The latest data have been a disappointment, as it appears that economic growth continues to elude the eurozone. The Purchasing Managers’ Index (PMI) survey, run by the financial information company Markit, is a great gauge to understand the true level of economic growth around the world. Currently, PMI data is available for 32 countries, not just the eurozone.
The latest eurozone PMI composite index came in at 45.8 for October, a drop from 46.1 in September. This represents the lowest PMI composite reading in 40 months. While the service sector PMI was up marginally to 46.2 for October, as compared to 46.1 in September, the manufacturing PMI declined to 45.3, as compared to 46.1 in September. (Source: Markit, October 24, 2012.)
There are two things to remember about the PMI readings: a number above 50.0 represents economic growth, and a number below 50.0 represents a decline in economic growth; and secondly, the trend is important. While the number below 50.0 represents declining economic growth, if the trend was improving, it would be a positive sign for the future. However, the worry within the eurozone is that these numbers are generally weakening, especially in manufacturing, which will weigh down the chances of economic growth.
Another worry for future economic growth within the eurozone is that business optimism has deteriorated, as the report showed that service-oriented firms have been the least optimistic about each following year since February 2009. New orders in the composite, a key component for economic growth, declined for the 15th month in a row. For the average eurozone citizen, jobs declined for another month, making it the 10th month in a row.
The main worry for the world is that all eurozone members are now seeing a lack of economic growth. While in the past, only the periphery eurozone members were in trouble, many U.S. companies weren’t affected because these nations, such as Greece, were quite small. Now we’re seeing drops in the PMI index in strong nations, like Germany. The manufacturing PMI for Germany declined to 45.7 from 47.4—a sign that Germany’s economy is beginning to weaken.
It appears that the eurozone crisis will continue for some time, as economic growth is needed to lift that union out of its difficult situation.

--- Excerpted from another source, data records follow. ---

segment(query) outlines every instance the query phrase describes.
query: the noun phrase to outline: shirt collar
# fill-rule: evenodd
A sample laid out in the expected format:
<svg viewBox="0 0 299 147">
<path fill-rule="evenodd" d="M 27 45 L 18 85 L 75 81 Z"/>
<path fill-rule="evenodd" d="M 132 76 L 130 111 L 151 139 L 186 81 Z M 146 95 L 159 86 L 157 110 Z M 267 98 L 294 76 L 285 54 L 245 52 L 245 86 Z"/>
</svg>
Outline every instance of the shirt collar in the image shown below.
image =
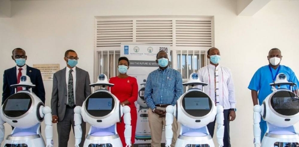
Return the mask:
<svg viewBox="0 0 299 147">
<path fill-rule="evenodd" d="M 164 70 L 162 70 L 160 68 L 158 68 L 158 71 L 159 71 L 160 72 L 163 72 L 164 71 L 165 71 L 165 72 L 167 72 L 169 71 L 169 69 L 170 69 L 170 68 L 169 66 L 168 66 L 166 69 L 164 69 Z"/>
<path fill-rule="evenodd" d="M 74 72 L 76 73 L 76 67 L 73 67 L 71 69 L 73 70 L 73 71 Z M 69 68 L 69 67 L 66 67 L 66 73 L 68 73 L 70 72 L 70 70 L 71 70 L 71 69 Z"/>
<path fill-rule="evenodd" d="M 22 69 L 23 69 L 23 70 L 27 70 L 27 65 L 26 64 L 25 64 L 23 66 L 22 66 L 20 68 L 18 66 L 15 66 L 15 67 L 16 67 L 16 71 L 18 71 L 19 68 L 22 68 Z"/>
<path fill-rule="evenodd" d="M 215 69 L 216 68 L 217 68 L 217 69 L 219 68 L 219 67 L 220 67 L 221 66 L 219 64 L 218 64 L 218 65 L 215 67 L 214 65 L 211 64 L 211 63 L 209 63 L 209 65 L 208 65 L 208 66 L 209 67 L 209 68 L 213 68 L 213 69 Z"/>
</svg>

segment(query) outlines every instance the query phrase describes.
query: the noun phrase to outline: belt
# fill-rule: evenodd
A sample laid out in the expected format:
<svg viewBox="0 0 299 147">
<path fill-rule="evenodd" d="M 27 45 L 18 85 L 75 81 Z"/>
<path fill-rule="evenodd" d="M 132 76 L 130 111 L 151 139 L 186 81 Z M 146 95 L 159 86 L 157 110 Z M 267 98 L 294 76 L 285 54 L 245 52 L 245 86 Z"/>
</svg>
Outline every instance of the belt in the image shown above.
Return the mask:
<svg viewBox="0 0 299 147">
<path fill-rule="evenodd" d="M 167 106 L 170 105 L 170 104 L 164 104 L 164 105 L 155 105 L 156 107 L 160 107 L 162 108 L 166 108 Z"/>
<path fill-rule="evenodd" d="M 71 107 L 69 105 L 66 105 L 66 108 L 75 108 L 75 107 L 76 107 L 76 105 L 74 105 L 74 106 L 73 106 L 73 107 Z"/>
</svg>

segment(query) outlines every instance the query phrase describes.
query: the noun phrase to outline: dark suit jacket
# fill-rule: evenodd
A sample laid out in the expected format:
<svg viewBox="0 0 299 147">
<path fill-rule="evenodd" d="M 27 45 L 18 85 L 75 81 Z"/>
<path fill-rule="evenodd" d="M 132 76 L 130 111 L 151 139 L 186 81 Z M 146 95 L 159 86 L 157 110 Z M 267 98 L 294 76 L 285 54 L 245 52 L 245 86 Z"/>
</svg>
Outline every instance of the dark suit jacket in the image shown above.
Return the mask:
<svg viewBox="0 0 299 147">
<path fill-rule="evenodd" d="M 44 87 L 40 71 L 36 69 L 31 68 L 27 65 L 26 74 L 30 77 L 32 84 L 35 87 L 32 88 L 34 93 L 40 100 L 45 103 L 45 88 Z M 3 74 L 3 93 L 2 93 L 2 104 L 10 95 L 14 93 L 14 88 L 10 87 L 11 85 L 16 83 L 16 67 L 6 70 Z"/>
<path fill-rule="evenodd" d="M 67 100 L 66 72 L 66 67 L 54 74 L 53 77 L 51 108 L 52 115 L 58 116 L 58 121 L 62 121 L 65 114 Z M 90 79 L 88 72 L 77 67 L 76 75 L 76 105 L 82 106 L 85 99 L 91 94 Z"/>
</svg>

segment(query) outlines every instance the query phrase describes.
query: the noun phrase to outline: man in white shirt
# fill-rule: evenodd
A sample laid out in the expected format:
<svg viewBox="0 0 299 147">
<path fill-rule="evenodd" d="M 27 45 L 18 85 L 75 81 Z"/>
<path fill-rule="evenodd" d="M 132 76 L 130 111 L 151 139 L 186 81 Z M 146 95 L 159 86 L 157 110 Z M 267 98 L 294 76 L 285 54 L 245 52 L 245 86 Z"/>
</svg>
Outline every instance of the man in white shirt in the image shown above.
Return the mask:
<svg viewBox="0 0 299 147">
<path fill-rule="evenodd" d="M 208 85 L 204 87 L 204 92 L 213 99 L 216 105 L 223 107 L 224 147 L 230 147 L 229 122 L 236 118 L 236 97 L 232 73 L 228 68 L 219 64 L 220 52 L 218 49 L 213 47 L 209 49 L 207 58 L 210 59 L 210 63 L 201 68 L 197 73 L 200 80 L 208 83 Z M 198 87 L 202 88 L 201 86 Z M 214 121 L 207 126 L 212 137 L 214 135 L 215 123 L 215 121 Z"/>
</svg>

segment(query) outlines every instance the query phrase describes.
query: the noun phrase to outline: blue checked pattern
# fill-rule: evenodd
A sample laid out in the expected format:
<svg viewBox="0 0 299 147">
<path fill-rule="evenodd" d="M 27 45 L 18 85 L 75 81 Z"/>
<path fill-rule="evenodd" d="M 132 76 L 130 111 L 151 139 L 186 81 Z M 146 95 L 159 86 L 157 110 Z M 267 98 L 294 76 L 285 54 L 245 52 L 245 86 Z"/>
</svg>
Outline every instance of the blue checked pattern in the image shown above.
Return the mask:
<svg viewBox="0 0 299 147">
<path fill-rule="evenodd" d="M 169 67 L 150 73 L 145 90 L 147 104 L 151 109 L 155 108 L 157 104 L 174 106 L 184 93 L 182 82 L 180 73 Z"/>
</svg>

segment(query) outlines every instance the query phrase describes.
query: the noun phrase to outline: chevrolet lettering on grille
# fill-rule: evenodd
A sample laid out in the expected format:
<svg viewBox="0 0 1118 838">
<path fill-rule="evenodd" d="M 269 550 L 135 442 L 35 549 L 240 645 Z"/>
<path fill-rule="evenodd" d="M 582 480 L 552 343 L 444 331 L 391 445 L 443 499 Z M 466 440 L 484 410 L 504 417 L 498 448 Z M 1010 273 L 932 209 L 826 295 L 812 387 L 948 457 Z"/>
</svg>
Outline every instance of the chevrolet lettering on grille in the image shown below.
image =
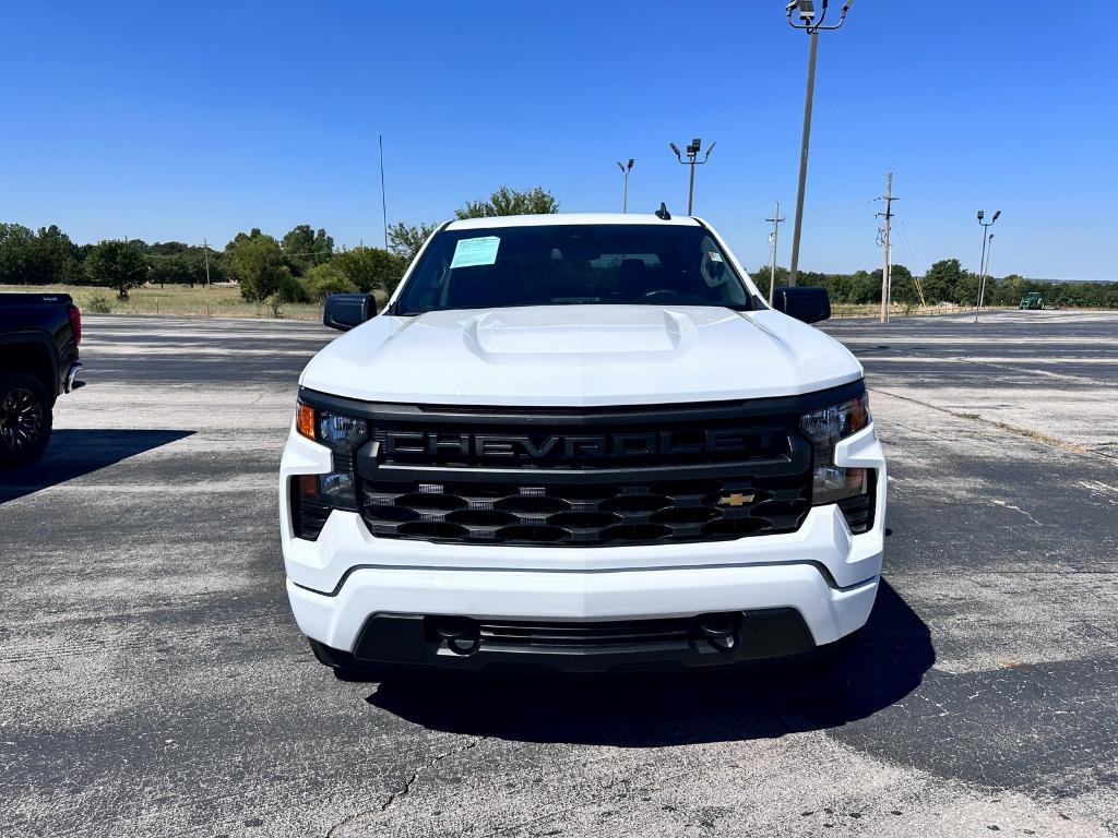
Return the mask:
<svg viewBox="0 0 1118 838">
<path fill-rule="evenodd" d="M 598 459 L 654 457 L 688 454 L 733 454 L 767 447 L 768 435 L 755 429 L 705 430 L 674 434 L 594 434 L 594 435 L 494 435 L 389 431 L 385 453 L 389 457 L 426 456 L 517 458 L 517 459 Z"/>
</svg>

However, with political maneuvering still occurring, there seems to be no plan for economic growth. All we hear constantly is bickering amongst the different politicians. This shouldn’t surprise anyone, as politicians around the world are quite similar in looking out for what’s in their own best interest. For American investors, I would certainly caution against investing in companies that have a large exposure to the eurozone, as economic growth will be lacking for some time to come.